Would be nice to have carbon-fibre for less than $450K

❝ Australia’s CSIRO has cracked the carbon-fibre code, and in doing so has opened the floodgates to mass-production of the composite material in Australia.

❝ Currently only a handful of companies around the world are able to manufacture carbon-fibre, each with their own closely-guarded secret recipe. But none have, as yet, cracked the method to producing ultra-lightweight, ultra-strong composite in significant quantities.

But now, CSIRO and Deakin University have, as they put it, “cracked the code” to mass-production through the use of a patented wet spinning line which can produce carbon-fibre that is both stronger and of a higher quality than previously produced…

❝ The CSIRO has patented the technology which has the potential to be a game-changer for the automotive industry. With current technology cost-prohibitive for wider use, carbon-fibre is usually found only on high-end luxury cars or supercars.

With the potential to now mass-produce the composite material, carbon-fibre is set to be cheaper than ever before, possibly leading to application in mass-produced vehicles.

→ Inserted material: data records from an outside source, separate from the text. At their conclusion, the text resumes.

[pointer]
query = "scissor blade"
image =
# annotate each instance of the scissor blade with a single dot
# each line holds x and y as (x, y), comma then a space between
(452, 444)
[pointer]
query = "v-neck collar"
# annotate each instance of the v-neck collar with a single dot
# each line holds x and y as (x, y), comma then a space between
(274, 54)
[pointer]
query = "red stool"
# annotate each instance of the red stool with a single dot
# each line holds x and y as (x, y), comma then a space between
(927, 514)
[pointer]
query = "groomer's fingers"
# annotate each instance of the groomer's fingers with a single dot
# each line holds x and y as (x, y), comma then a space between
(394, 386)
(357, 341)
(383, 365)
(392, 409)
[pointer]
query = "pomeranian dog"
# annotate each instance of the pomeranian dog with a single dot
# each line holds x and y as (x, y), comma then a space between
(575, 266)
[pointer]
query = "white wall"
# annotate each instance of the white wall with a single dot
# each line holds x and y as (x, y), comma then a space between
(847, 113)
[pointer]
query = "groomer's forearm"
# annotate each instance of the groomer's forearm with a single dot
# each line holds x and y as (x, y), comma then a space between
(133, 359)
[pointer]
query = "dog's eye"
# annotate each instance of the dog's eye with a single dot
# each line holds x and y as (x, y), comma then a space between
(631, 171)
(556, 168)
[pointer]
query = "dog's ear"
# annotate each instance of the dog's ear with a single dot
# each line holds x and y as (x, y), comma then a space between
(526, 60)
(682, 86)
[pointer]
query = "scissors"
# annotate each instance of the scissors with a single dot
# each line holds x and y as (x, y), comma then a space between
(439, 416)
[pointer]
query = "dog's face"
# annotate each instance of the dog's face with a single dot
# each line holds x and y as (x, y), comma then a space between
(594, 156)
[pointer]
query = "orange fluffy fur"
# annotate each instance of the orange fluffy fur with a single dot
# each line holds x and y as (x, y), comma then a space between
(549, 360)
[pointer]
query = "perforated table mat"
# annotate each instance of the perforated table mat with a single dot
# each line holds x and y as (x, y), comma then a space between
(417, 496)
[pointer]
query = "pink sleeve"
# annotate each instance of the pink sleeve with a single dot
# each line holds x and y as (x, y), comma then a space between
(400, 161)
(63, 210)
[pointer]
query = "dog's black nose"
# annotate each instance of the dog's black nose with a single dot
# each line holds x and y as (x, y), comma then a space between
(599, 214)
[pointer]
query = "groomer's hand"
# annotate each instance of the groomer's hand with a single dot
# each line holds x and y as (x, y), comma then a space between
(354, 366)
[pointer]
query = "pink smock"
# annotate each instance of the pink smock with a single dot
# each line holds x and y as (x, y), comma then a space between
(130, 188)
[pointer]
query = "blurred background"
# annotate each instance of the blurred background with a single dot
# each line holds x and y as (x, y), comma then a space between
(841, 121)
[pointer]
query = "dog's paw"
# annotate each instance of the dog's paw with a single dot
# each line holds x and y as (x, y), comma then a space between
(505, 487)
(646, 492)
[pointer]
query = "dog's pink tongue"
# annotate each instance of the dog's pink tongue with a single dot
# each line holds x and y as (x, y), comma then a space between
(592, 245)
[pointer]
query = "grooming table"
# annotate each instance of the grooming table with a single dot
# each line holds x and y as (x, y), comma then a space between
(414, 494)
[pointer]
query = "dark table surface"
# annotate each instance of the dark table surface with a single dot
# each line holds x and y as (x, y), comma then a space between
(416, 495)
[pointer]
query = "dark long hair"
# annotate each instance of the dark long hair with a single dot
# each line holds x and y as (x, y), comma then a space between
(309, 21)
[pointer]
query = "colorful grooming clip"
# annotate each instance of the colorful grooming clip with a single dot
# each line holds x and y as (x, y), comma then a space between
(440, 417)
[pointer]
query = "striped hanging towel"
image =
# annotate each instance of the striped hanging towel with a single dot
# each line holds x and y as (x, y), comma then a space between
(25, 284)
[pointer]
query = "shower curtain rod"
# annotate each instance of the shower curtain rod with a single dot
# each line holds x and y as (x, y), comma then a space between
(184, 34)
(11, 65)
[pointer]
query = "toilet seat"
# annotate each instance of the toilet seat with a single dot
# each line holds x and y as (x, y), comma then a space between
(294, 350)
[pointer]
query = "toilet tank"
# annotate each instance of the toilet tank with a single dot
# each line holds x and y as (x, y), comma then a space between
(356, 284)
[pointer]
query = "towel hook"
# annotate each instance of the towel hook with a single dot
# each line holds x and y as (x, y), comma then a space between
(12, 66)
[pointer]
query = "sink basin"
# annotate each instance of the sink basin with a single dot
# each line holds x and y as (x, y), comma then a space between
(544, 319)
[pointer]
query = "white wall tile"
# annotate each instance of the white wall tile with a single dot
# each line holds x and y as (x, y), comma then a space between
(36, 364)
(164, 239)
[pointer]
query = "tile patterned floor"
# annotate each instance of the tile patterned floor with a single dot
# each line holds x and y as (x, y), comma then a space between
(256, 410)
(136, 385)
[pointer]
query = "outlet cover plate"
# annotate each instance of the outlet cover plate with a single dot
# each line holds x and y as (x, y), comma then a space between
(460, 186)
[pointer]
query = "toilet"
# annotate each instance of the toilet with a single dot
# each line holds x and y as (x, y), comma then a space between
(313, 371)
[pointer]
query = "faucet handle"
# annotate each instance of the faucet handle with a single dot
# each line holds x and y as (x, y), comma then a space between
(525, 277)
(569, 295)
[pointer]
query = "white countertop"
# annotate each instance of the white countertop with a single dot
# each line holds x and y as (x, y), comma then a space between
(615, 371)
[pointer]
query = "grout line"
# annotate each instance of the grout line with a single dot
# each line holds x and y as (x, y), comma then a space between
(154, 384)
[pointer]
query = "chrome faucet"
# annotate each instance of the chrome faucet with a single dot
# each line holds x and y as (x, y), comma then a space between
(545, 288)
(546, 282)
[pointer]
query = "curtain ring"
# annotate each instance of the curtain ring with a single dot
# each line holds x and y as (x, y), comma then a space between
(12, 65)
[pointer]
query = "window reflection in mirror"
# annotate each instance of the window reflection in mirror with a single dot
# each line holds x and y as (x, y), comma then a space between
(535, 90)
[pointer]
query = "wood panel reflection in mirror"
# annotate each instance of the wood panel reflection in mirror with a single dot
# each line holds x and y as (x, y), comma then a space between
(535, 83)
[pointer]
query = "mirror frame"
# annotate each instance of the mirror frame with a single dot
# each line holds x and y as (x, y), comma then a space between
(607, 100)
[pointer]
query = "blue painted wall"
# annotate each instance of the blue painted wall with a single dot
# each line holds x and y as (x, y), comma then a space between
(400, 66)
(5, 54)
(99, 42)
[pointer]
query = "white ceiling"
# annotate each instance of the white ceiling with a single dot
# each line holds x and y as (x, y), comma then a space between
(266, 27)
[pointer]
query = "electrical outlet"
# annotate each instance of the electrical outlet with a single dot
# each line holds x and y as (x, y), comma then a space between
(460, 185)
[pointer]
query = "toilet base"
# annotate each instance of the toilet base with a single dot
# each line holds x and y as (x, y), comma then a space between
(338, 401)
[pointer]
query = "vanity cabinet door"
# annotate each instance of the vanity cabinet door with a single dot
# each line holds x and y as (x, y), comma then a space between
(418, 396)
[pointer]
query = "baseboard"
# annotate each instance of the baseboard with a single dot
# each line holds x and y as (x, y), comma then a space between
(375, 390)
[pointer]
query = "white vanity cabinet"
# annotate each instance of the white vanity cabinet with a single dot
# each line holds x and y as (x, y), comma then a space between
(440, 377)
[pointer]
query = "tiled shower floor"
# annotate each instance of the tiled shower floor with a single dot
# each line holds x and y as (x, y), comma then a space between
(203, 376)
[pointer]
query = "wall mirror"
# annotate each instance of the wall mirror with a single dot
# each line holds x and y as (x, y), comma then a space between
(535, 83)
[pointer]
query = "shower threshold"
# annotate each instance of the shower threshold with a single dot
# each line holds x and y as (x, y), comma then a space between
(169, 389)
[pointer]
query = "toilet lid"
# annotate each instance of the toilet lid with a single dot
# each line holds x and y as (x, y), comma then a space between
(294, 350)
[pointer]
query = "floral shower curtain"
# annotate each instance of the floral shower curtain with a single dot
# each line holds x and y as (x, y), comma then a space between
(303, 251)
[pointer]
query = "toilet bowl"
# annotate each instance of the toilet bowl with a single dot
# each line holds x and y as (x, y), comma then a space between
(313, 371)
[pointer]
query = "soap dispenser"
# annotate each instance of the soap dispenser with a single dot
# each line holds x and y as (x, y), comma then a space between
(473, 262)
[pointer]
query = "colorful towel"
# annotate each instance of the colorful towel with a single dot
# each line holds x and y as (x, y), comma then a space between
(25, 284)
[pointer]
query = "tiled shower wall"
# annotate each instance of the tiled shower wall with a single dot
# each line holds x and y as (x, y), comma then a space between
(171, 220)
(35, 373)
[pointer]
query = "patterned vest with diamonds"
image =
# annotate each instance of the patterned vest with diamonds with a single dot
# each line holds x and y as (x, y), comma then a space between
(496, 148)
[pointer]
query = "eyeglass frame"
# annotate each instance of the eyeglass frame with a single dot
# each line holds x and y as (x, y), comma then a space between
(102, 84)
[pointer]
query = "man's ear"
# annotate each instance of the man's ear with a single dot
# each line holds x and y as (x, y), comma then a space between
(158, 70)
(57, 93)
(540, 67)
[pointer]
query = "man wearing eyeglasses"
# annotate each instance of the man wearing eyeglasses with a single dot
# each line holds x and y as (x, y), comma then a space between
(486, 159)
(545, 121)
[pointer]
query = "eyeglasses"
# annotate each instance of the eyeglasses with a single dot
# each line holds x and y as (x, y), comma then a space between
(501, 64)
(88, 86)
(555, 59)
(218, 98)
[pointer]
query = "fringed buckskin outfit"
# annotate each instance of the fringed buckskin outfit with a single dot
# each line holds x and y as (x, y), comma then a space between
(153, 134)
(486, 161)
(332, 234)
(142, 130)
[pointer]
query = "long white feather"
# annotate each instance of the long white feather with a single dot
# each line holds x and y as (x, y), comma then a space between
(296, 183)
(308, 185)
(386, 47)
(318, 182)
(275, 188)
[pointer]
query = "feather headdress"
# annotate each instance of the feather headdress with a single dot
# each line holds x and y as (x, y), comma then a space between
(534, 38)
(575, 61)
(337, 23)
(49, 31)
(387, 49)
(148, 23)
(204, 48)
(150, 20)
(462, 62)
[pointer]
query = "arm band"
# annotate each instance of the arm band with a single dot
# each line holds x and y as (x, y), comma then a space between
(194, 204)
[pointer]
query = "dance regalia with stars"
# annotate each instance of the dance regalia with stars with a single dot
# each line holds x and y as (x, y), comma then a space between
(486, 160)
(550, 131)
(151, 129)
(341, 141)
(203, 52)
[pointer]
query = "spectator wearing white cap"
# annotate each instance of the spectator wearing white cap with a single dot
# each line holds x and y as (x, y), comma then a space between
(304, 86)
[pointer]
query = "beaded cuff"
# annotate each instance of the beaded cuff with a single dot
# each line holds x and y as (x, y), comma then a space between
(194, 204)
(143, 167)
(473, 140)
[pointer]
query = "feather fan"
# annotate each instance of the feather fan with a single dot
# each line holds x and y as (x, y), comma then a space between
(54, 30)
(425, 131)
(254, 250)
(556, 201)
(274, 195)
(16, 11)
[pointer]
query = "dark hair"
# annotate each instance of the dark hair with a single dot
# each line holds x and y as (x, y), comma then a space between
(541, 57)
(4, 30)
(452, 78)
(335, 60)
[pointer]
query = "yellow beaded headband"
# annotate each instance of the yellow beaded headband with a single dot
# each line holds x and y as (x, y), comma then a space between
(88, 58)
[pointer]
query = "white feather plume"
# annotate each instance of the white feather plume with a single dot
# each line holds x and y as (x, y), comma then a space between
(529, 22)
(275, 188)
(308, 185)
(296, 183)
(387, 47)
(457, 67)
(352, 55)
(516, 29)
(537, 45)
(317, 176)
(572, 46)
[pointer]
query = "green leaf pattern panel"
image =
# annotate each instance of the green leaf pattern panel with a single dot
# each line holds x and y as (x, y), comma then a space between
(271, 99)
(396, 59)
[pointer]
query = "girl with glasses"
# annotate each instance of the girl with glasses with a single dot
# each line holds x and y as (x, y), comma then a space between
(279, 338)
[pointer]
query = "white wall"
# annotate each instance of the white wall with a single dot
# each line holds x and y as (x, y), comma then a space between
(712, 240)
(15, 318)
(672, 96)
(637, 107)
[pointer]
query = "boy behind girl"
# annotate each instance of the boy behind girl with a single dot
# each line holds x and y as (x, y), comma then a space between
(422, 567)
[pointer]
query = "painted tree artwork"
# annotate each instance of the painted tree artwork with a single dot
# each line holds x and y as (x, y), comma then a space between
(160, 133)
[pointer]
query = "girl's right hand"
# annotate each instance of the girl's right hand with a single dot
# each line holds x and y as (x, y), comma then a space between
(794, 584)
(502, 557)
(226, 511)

Lighter body panels would make cars even more fuel efficient, no bad thing in this day and age of climate change.

❝ The Director of CSIRO Future Industries, Dr Anita Hill, said the development was an important discovery that has the potential to disrupt the status quo in the carbon-fibre industry.

“This facility means Australia can carry out research across the whole carbon fibre value chain: from molecules, to polymers, to fibre, to finished composite parts,” said Dr Hill.

“Together with Deakin, we’ve created something that could disrupt the entire carbon-fibre manufacturing industry.”

More geek globalism providing a market common to existing and emerging industrial nations. It’s enough to make a parochial knee-bender sweat.